Henry Cohn and I just uploaded to the arXiv our paper “Energy-minimizing error-correcting codes.”

Geometry has long played a key role in coding theory, starting with the work of Hamming: binary codes can be viewed as packings of Hamming balls in a discrete cube. This framework provides a powerful analogy between discrete and continuous packing problems, which has been extensively developed and remains an active research topic. In our paper, we extend the analogy to a much broader relationship between coding theory and discrete models of physics. Of course, physics is related to coding theory in many ways, ranging from connections between spin glasses and codes to the statistical physics of belief propagation and other applications of graphical models to coding theory. Applications of physics to coding theory typically focus on the limit as the block length tends to infinity. Instead, in this paper we show that certain classical codes are exact ground states of natural physics models.

In addition to extending the analogy with continuous packing problems, our results can be thought of as addressing a philosophical problem. Many classical codes—such as Hamming, Golay, or Reed-Solomon codes—remain very popular, despite the many other good codes that have been found. Why should this be? One obvious answer is that these codes are particularly beautiful and useful, especially given the simplicity of their constructions. Another is that they were discovered early in the development of coding theory and had a chance to cement their place in the canon. We propose a third explanation: a code is most useful if it is robust, in the sense that it optimizes not just one specific measure of quality, but rather a wide range of them simultaneously. We will prove that these classical codes have a rare form of robustness that we call universal optimality, based on an analogy with continuous optimization problems.

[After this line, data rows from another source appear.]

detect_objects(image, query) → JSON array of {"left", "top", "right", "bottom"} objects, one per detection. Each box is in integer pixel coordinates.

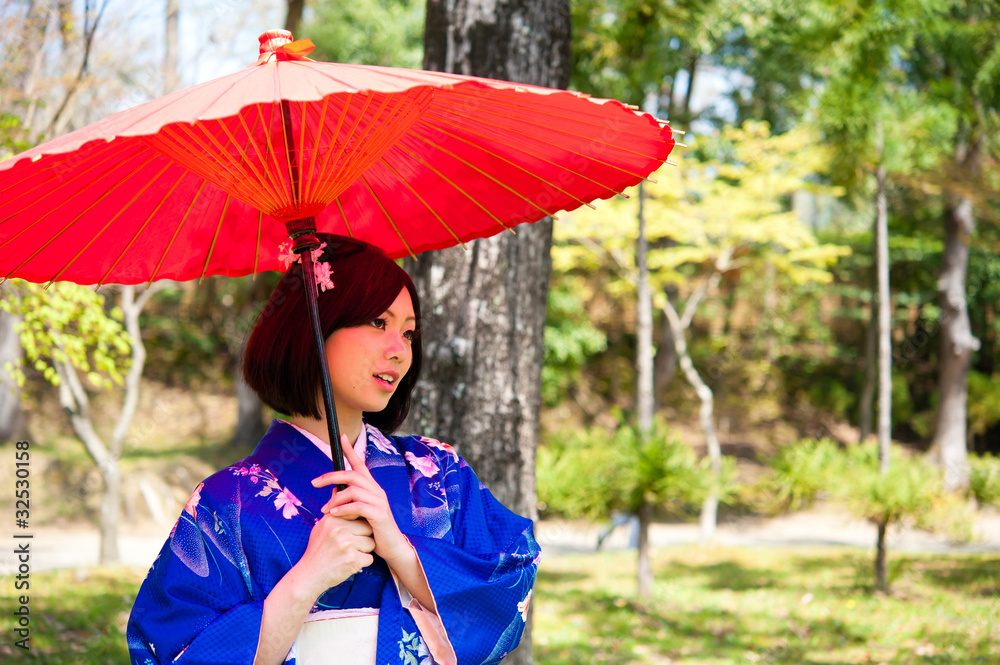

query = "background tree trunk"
[
  {"left": 285, "top": 0, "right": 306, "bottom": 38},
  {"left": 404, "top": 0, "right": 570, "bottom": 664},
  {"left": 931, "top": 131, "right": 983, "bottom": 491},
  {"left": 163, "top": 0, "right": 181, "bottom": 94},
  {"left": 858, "top": 264, "right": 878, "bottom": 443},
  {"left": 0, "top": 308, "right": 24, "bottom": 441},
  {"left": 635, "top": 182, "right": 655, "bottom": 433},
  {"left": 875, "top": 142, "right": 892, "bottom": 474},
  {"left": 875, "top": 522, "right": 889, "bottom": 593}
]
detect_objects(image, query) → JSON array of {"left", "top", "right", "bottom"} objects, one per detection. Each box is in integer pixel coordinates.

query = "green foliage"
[
  {"left": 0, "top": 110, "right": 32, "bottom": 160},
  {"left": 308, "top": 0, "right": 424, "bottom": 69},
  {"left": 536, "top": 423, "right": 735, "bottom": 519},
  {"left": 542, "top": 276, "right": 608, "bottom": 406},
  {"left": 764, "top": 439, "right": 844, "bottom": 513},
  {"left": 969, "top": 455, "right": 1000, "bottom": 506},
  {"left": 533, "top": 545, "right": 1000, "bottom": 665},
  {"left": 0, "top": 279, "right": 130, "bottom": 387},
  {"left": 968, "top": 371, "right": 1000, "bottom": 434},
  {"left": 835, "top": 444, "right": 944, "bottom": 525}
]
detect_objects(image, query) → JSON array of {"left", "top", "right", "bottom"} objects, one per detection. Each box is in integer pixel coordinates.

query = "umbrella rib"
[
  {"left": 440, "top": 92, "right": 668, "bottom": 166},
  {"left": 207, "top": 113, "right": 286, "bottom": 209},
  {"left": 411, "top": 134, "right": 559, "bottom": 219},
  {"left": 253, "top": 210, "right": 264, "bottom": 282},
  {"left": 0, "top": 156, "right": 155, "bottom": 284},
  {"left": 0, "top": 143, "right": 137, "bottom": 218},
  {"left": 324, "top": 62, "right": 472, "bottom": 88},
  {"left": 320, "top": 95, "right": 373, "bottom": 200},
  {"left": 118, "top": 67, "right": 256, "bottom": 136},
  {"left": 237, "top": 107, "right": 292, "bottom": 210},
  {"left": 420, "top": 120, "right": 592, "bottom": 208},
  {"left": 428, "top": 111, "right": 656, "bottom": 184},
  {"left": 395, "top": 143, "right": 516, "bottom": 235},
  {"left": 332, "top": 91, "right": 409, "bottom": 189},
  {"left": 164, "top": 125, "right": 276, "bottom": 208},
  {"left": 358, "top": 176, "right": 417, "bottom": 260},
  {"left": 49, "top": 157, "right": 173, "bottom": 282},
  {"left": 198, "top": 194, "right": 233, "bottom": 284},
  {"left": 337, "top": 196, "right": 354, "bottom": 238},
  {"left": 442, "top": 90, "right": 672, "bottom": 147},
  {"left": 299, "top": 97, "right": 330, "bottom": 201},
  {"left": 424, "top": 110, "right": 614, "bottom": 195},
  {"left": 146, "top": 179, "right": 208, "bottom": 287},
  {"left": 379, "top": 157, "right": 468, "bottom": 249},
  {"left": 316, "top": 97, "right": 351, "bottom": 201},
  {"left": 254, "top": 104, "right": 291, "bottom": 208},
  {"left": 97, "top": 168, "right": 188, "bottom": 287},
  {"left": 271, "top": 68, "right": 302, "bottom": 207}
]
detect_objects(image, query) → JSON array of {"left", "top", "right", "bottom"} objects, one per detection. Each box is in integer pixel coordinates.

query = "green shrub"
[
  {"left": 837, "top": 445, "right": 944, "bottom": 526},
  {"left": 761, "top": 439, "right": 845, "bottom": 514},
  {"left": 536, "top": 423, "right": 735, "bottom": 519},
  {"left": 969, "top": 455, "right": 1000, "bottom": 506}
]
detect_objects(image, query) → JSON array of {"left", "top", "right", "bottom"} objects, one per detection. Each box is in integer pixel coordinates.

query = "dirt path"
[{"left": 0, "top": 508, "right": 1000, "bottom": 575}]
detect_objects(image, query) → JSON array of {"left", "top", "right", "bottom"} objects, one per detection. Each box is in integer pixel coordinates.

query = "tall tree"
[
  {"left": 908, "top": 0, "right": 1000, "bottom": 490},
  {"left": 406, "top": 0, "right": 570, "bottom": 663}
]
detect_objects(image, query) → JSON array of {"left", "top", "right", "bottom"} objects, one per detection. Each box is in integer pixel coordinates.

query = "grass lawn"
[
  {"left": 535, "top": 546, "right": 1000, "bottom": 665},
  {"left": 0, "top": 546, "right": 1000, "bottom": 665}
]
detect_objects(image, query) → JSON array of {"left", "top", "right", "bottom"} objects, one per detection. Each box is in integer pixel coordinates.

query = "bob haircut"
[{"left": 243, "top": 233, "right": 422, "bottom": 434}]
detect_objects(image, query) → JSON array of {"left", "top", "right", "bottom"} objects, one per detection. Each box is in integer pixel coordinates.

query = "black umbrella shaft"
[
  {"left": 299, "top": 244, "right": 344, "bottom": 478},
  {"left": 281, "top": 99, "right": 346, "bottom": 480}
]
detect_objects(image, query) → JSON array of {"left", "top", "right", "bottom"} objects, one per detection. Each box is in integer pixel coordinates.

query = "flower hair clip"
[{"left": 278, "top": 242, "right": 333, "bottom": 291}]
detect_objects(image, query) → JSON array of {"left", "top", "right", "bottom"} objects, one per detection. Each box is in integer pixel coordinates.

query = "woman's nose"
[{"left": 385, "top": 333, "right": 406, "bottom": 360}]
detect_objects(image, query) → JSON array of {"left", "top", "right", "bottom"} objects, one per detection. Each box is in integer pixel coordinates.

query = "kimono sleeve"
[
  {"left": 127, "top": 479, "right": 264, "bottom": 665},
  {"left": 408, "top": 456, "right": 540, "bottom": 665}
]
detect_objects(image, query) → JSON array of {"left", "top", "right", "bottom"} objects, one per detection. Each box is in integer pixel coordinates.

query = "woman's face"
[{"left": 326, "top": 288, "right": 416, "bottom": 419}]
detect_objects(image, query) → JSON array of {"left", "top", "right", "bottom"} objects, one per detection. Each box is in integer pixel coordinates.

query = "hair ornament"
[{"left": 278, "top": 242, "right": 333, "bottom": 291}]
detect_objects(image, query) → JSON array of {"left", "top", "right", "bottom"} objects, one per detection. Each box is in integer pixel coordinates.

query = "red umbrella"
[{"left": 0, "top": 30, "right": 674, "bottom": 468}]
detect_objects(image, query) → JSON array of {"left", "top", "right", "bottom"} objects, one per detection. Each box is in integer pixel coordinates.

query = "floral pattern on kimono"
[{"left": 127, "top": 421, "right": 540, "bottom": 665}]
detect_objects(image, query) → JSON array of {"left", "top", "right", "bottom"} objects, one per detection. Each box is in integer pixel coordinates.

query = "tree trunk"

To see this analogy, recall the following classic problem: given ${n}$ particles on a sphere interacting via some mutually repelling force (the Thomson model for electrons is a good example of this), in what configurations would the particles arrange themselves? The configuration(s) of greatest interest is the ground state, which is the one possessing the least potential energy.

This then leads to the following fundamental problem in extremal geometry: given some metric space (e.g. sphere) and an arbitrary potential function based on the distance between pairs of points, for any positive integer ${N}$ , how should ${N}$ points arrange themselves to minimize the total potential energy of the system?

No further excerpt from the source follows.